P(Spam|message): 2.4372375665888117e-25
P(Ham|message): 3.687530435009238e-21
Label: Ham


## Measuring the Spam Filter's Accuracy

We'll need to test the accuracy of the function using the test set.

First modify the function to return labels.

In [28]:
def classify_test_set(message):

    message = re.sub('\W', ' ', message)
    message = message.lower()
    message = message.split()

    p_spam_given_message = p_spam
    p_ham_given_message = p_ham

    for word in message:
        if word in parameter_spam:
            p_spam_given_message *= parameter_spam[word]

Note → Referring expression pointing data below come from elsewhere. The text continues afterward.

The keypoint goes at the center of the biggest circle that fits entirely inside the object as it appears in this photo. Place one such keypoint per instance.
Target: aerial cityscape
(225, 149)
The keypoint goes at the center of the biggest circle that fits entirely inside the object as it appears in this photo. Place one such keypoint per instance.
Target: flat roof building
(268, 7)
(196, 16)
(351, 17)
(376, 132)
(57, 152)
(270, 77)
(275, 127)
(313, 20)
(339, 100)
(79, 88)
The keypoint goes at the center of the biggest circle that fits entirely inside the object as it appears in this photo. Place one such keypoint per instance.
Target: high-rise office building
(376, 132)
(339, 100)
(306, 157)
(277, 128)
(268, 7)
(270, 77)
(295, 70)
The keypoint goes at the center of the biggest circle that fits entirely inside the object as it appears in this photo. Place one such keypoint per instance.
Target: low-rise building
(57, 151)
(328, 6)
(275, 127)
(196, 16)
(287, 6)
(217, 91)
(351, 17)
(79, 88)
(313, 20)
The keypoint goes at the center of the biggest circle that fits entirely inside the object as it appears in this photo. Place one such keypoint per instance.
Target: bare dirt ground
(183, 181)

        if word in parameter_ham:
            p_ham_given_message *= parameter_ham[word]

    if p_ham_given_message > p_spam_given_message:
        return 'ham'
    elif p_spam_given_message > p_ham_given_message:
        return 'spam'
    else:
        return 'needs human classification'

Use this to create a new column called 'predicted' on the testing set.

In [29]:
test_set['predicted'] = test_set['SMS'].apply(classify_test_set)
test_set.head()

Unnamed: 0,Label,SMS,predicted
0,ham,Later i guess. I needa do mcat study too.,ham
1,ham,But i haf enuff space got like 4 mb...,ham
2,spam,Had your mobile 10 mths? Update to latest Oran...,spam
3,ham,All sounds good. Fingers . Makes it difficult ...,ham
4,ham,"All done, all handed in. Don't know if mega sh...",ham


Now we'll measure accuracy using:

\begin{equation}
\text{Accuracy} = \frac{\text{number of correctly classified messages}}{\text{total number of classified messages}}
\end{equation}

In [43]:
correct = 0
total = len(test_set)

for row in test_set.iterrows():
    row = row[1]
    if row['Label'] == row['predicted']:
        correct += 1
        
print('Correct:', correct)
print('Incorrect:', total - correct)
print('Accuracy:', correct/total)

Correct: 1100
Incorrect: 14
Accuracy: 0.9874326750448833


This means the spam filter classified with an accuracy of 98.7%. Out of 1,114 messages, it classifed 1,1100 correctly.